Supply does not meet the demand of the rising population
Sydney: Australian banks must maintain lending standards to prevent the house price surge, stoked by population growth, from turning into a bubble, a central bank official said.
"It will be important for lenders to remain prudent in their standards," Reserve Bank of Australia head of financial stability Luci Ellis said yesterday.
"It will be equally important for prospective borrowers to have realistic expectations, and not to rely on a hoped-for capital gain in order to service their debts," she said.
Prices in Australia's $3.5 trillion (Dh12.85 trillion) property market, which accounts for around 60 per cent of household assets, grew 20 per cent in the 12 months through March, prompting some analysts to warn of a bubble.

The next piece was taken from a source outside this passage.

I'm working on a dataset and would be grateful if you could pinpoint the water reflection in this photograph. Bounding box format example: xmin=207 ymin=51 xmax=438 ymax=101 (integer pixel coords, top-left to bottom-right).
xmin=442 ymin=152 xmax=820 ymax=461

The gains, which Ellis said were driven by higher population growth and slower dwelling supply, were among reasons Governor Glenn Stevens had led Group of 20 policy makers into raising borrowing costs.
"We do not have a credit-fuelled speculative bubble on our hands," Ellis told the 2010 Financial Review Residential Property Conference yesterday.
"It would not be desirable for the current situation to turn into one."
"The nature of the demand shock Australia faces means that it would be helpful if more of that demand could be accommodated with extra homes for occupation, instead of by higher prices," she said.
Dwelling prices climbed last year after the central bank slashed the benchmark interest rate to a half-century low of 3 per cent and the government temporarily tripled grants to first-time buyers of newly built dwellings to Dh67,000.
Rising prices
"Housing prices have been rising quite quickly of late," Ellis said.
"A number of factors have been boosting housing demand, and supply has struggled to keep pace."
Population growth is now "running noticeably faster than growth in the dwelling stock," she said.
Foreign buyers of Australian bank bonds were increasingly concerned a bubble was developing in the nation's property market, Fitch Ratings said.
Offshore investors had been asking if there was "an asset bubble forming in the housing market," Fitch senior director John Miles said yesterday.
"If the investors perceive there is, then that could be a problem," he said.
Since early October, Stevens has increased the benchmark rate by 150 basis points to 4.5 per cent this month.